# Recommend me a single origin to try



## Sean (Jun 20, 2014)

Split from drinking espresso straight thread

I was thinking about trying my first SO, what is recommended around the medium roast region?


----------



## Mrboots2u (May 10, 2013)

Sean said:


> Split from drinking espresso straight thread
> 
> I was thinking about trying my first SO, what is recommended around the medium roast region?


To be used how ?

Espresso ?

Pour over ?

All ?

What drinks do you like to make ? Latte? Espresso straight ,americano ?

What taste are you looking for ( as oppose to a roast level ) fruity ( red fruits , yellow fruits , zingy ?) Chocolate ? Nutty ?

What blends beans have you liked previously ? ( if any ) and why ?


----------



## Sean (Jun 20, 2014)

Mrboots2u said:


> To be used how ?
> 
> Espresso ?
> 
> ...


Espresso.

Espresso or latte/FW

Choc/nut/caramel is the kinda thing I'm chasing.

I found Rave Signature ok, Coffee Compass Jampit was huge on flavours but a bit too dark, on Brighton Lanes at the moment, bag of Sweet Bourbon is up next.

TBH, nothing as yet in my short journey has lit my fire.


----------



## garydyke1 (Mar 9, 2011)

http://www.hasbean.co.uk/collections/america-el-salvador/products/el-salvador-finca-mi-tierra-washed-bourbon

http://www.hasbean.co.uk/collections/america-guatemala/products/guatemala-finca-las-nubes-antigua-washed-bourbon

http://www.hasbean.co.uk/collections/america-guatemala/products/guatemala-el-bosque-amatitlan-washed-red-bourbon

http://www.hasbean.co.uk/collections/america-el-salvador/products/el-salvador-finca-santa-petrona-washed-red-bourbon


----------



## Mrboots2u (May 10, 2013)

Nubes and el bosque are nom......


----------



## garydyke1 (Mar 9, 2011)

I would personally go Mi Tierra / El Bosque, both super forgiving with wide sweet spots


----------



## Obnic (Jan 14, 2014)

Cheers Gary.

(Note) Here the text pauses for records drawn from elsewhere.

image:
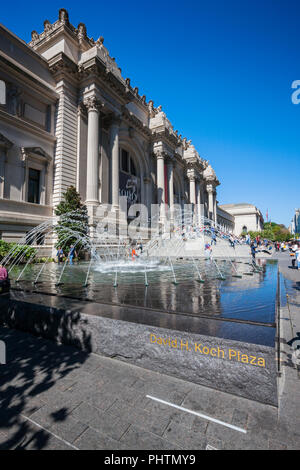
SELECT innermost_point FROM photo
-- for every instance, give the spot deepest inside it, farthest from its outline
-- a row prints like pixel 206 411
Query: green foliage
pixel 73 221
pixel 23 252
pixel 273 232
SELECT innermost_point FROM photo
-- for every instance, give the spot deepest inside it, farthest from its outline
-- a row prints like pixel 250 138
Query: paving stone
pixel 84 413
pixel 49 415
pixel 95 440
pixel 139 417
pixel 239 418
pixel 184 437
pixel 274 445
pixel 139 439
pixel 109 424
pixel 69 429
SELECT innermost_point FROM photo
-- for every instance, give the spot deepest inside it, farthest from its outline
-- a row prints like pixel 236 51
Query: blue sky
pixel 222 71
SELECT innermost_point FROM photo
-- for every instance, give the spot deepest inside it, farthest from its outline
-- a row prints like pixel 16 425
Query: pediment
pixel 5 142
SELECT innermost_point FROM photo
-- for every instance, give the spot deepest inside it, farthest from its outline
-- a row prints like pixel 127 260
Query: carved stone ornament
pixel 93 104
pixel 34 36
pixel 47 26
pixel 63 16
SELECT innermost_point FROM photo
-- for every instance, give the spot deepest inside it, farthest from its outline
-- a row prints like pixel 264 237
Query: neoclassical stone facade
pixel 69 117
pixel 247 217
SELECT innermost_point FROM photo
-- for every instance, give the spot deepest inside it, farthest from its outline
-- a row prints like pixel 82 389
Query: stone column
pixel 148 194
pixel 199 201
pixel 192 190
pixel 2 171
pixel 114 145
pixel 171 189
pixel 215 208
pixel 210 190
pixel 92 192
pixel 160 183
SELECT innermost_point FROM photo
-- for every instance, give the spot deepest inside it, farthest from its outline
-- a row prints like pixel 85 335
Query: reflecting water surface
pixel 173 288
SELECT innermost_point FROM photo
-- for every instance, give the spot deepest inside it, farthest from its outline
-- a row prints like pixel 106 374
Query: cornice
pixel 31 128
pixel 130 118
pixel 35 84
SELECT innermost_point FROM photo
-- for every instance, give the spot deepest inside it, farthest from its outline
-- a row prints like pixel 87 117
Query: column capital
pixel 210 188
pixel 92 103
pixel 147 179
pixel 114 120
pixel 159 154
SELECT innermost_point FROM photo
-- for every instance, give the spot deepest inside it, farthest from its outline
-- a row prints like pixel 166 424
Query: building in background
pixel 295 223
pixel 247 217
pixel 69 117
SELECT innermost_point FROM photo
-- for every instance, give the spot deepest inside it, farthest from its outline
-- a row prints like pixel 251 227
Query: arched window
pixel 129 178
pixel 2 92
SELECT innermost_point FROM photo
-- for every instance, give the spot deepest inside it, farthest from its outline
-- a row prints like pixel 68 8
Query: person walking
pixel 72 253
pixel 253 252
pixel 3 273
pixel 298 258
pixel 60 255
pixel 213 236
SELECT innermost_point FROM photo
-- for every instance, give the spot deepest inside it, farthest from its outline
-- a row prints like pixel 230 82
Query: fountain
pixel 131 305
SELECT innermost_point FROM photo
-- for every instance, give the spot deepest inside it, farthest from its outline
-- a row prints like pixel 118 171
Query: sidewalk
pixel 56 397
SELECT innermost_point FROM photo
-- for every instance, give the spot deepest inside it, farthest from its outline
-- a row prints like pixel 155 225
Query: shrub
pixel 22 252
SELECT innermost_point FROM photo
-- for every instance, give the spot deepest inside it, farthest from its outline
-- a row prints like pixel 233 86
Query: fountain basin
pixel 220 334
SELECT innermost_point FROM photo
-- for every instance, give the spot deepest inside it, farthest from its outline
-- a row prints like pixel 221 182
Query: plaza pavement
pixel 57 397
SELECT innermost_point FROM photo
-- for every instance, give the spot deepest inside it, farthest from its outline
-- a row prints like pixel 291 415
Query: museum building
pixel 69 118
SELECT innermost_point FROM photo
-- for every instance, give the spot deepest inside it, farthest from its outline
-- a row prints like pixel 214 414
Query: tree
pixel 273 232
pixel 72 226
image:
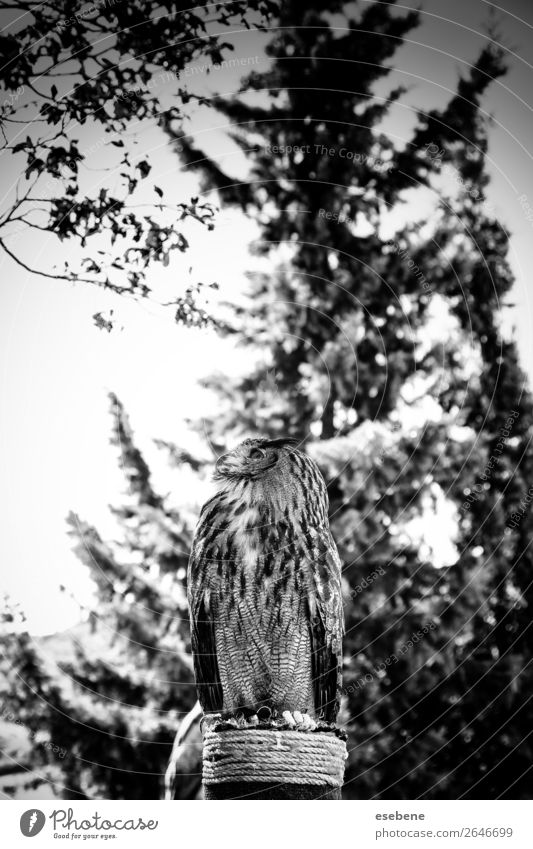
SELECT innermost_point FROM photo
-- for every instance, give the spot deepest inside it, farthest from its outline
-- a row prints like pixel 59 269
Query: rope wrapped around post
pixel 272 761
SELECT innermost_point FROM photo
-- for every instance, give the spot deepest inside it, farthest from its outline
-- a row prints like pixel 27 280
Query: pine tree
pixel 402 416
pixel 116 698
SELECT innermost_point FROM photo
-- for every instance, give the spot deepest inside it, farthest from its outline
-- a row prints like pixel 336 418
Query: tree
pixel 404 417
pixel 118 689
pixel 93 71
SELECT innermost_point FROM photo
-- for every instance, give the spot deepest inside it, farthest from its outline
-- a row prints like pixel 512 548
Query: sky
pixel 56 367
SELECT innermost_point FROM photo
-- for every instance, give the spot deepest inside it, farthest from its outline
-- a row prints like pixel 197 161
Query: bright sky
pixel 56 367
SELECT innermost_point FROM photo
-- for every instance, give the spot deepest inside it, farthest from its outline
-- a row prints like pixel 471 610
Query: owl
pixel 264 590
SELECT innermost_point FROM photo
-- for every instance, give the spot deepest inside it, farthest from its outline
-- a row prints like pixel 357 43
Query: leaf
pixel 144 167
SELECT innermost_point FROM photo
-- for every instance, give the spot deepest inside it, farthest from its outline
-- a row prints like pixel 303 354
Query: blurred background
pixel 252 219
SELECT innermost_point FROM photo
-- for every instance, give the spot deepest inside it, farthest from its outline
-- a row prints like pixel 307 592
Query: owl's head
pixel 253 458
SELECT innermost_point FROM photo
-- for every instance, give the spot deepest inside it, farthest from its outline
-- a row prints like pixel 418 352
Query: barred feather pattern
pixel 264 587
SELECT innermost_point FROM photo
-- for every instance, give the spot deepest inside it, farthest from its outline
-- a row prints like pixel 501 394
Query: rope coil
pixel 270 755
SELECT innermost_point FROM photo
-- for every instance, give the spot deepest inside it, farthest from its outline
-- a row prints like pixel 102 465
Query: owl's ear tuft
pixel 280 442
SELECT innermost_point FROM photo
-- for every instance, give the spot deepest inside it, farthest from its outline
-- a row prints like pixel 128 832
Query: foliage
pixel 405 419
pixel 69 71
pixel 120 691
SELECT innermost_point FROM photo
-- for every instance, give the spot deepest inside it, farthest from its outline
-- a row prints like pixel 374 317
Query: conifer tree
pixel 114 701
pixel 384 354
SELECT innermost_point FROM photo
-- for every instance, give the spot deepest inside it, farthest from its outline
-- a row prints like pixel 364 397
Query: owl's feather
pixel 264 587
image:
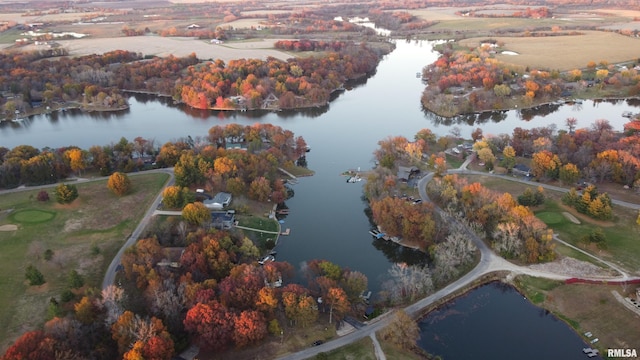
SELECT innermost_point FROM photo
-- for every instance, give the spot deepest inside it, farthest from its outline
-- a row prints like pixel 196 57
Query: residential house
pixel 223 220
pixel 219 202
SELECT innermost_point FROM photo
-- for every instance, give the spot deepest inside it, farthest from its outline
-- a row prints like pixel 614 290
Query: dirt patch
pixel 571 218
pixel 9 227
pixel 596 310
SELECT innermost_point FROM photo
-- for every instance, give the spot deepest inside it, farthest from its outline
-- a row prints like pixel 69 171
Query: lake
pixel 496 322
pixel 327 215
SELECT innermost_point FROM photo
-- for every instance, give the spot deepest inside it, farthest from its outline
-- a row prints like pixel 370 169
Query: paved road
pixel 489 262
pixel 110 275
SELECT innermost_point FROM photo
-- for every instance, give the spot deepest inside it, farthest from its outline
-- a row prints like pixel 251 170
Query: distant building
pixel 223 220
pixel 219 202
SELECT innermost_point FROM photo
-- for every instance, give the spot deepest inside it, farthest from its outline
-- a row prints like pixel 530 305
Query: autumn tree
pixel 249 327
pixel 211 324
pixel 509 157
pixel 77 159
pixel 32 345
pixel 569 174
pixel 65 193
pixel 545 164
pixel 337 300
pixel 119 183
pixel 34 276
pixel 86 311
pixel 196 214
pixel 259 189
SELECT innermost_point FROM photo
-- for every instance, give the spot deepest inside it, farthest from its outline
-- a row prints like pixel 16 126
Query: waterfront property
pixel 223 219
pixel 219 202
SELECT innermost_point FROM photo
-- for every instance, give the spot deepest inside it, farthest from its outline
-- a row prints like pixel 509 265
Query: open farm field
pixel 621 233
pixel 472 25
pixel 164 46
pixel 83 236
pixel 565 52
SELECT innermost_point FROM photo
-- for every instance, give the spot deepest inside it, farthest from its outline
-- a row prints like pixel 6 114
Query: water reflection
pixel 518 329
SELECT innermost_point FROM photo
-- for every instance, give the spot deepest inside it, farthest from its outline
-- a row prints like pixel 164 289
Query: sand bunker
pixel 9 227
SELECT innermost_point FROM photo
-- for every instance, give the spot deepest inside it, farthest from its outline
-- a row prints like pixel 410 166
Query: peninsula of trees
pixel 96 82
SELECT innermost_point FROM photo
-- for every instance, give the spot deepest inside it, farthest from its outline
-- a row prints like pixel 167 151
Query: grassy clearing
pixel 360 350
pixel 593 308
pixel 535 289
pixel 393 352
pixel 565 52
pixel 97 219
pixel 622 233
pixel 258 222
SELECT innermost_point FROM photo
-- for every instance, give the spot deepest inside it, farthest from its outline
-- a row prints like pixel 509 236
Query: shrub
pixel 43 195
pixel 65 193
pixel 34 276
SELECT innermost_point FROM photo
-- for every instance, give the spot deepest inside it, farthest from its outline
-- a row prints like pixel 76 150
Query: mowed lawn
pixel 83 235
pixel 622 233
pixel 565 52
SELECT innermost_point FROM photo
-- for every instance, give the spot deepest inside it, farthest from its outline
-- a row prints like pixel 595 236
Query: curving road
pixel 489 263
pixel 110 275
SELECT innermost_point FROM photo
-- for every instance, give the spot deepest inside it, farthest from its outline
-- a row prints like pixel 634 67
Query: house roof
pixel 404 172
pixel 222 198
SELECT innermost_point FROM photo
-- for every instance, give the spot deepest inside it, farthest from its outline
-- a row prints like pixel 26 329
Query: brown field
pixel 595 309
pixel 164 46
pixel 566 52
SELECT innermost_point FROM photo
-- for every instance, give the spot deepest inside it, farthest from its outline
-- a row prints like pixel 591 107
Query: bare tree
pixel 506 240
pixel 452 255
pixel 168 301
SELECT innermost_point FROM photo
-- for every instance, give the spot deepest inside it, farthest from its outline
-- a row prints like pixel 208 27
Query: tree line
pixel 31 78
pixel 196 161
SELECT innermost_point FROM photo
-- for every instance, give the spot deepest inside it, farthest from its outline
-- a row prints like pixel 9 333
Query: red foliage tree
pixel 250 326
pixel 32 345
pixel 211 324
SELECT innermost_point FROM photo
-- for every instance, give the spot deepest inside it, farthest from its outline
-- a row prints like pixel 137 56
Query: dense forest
pixel 45 79
pixel 197 161
pixel 472 80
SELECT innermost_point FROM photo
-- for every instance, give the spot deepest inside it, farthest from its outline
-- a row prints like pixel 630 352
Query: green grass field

Just ordered Mi Terra, Nubes and Petrona.


----------



## CamV6 (Feb 7, 2012)

Sean, have a go with Rave's Cuban Serrano

As a single origin its a really great all rounder.

Lovely as espresso and knockout in milk drinks


----------



## Sean (Jun 20, 2014)

Thanks guys, great looking suggestions. I'll start ordering and working my way through them. Just opened up a bag of CC Sweet Bourbon, I like it.


----------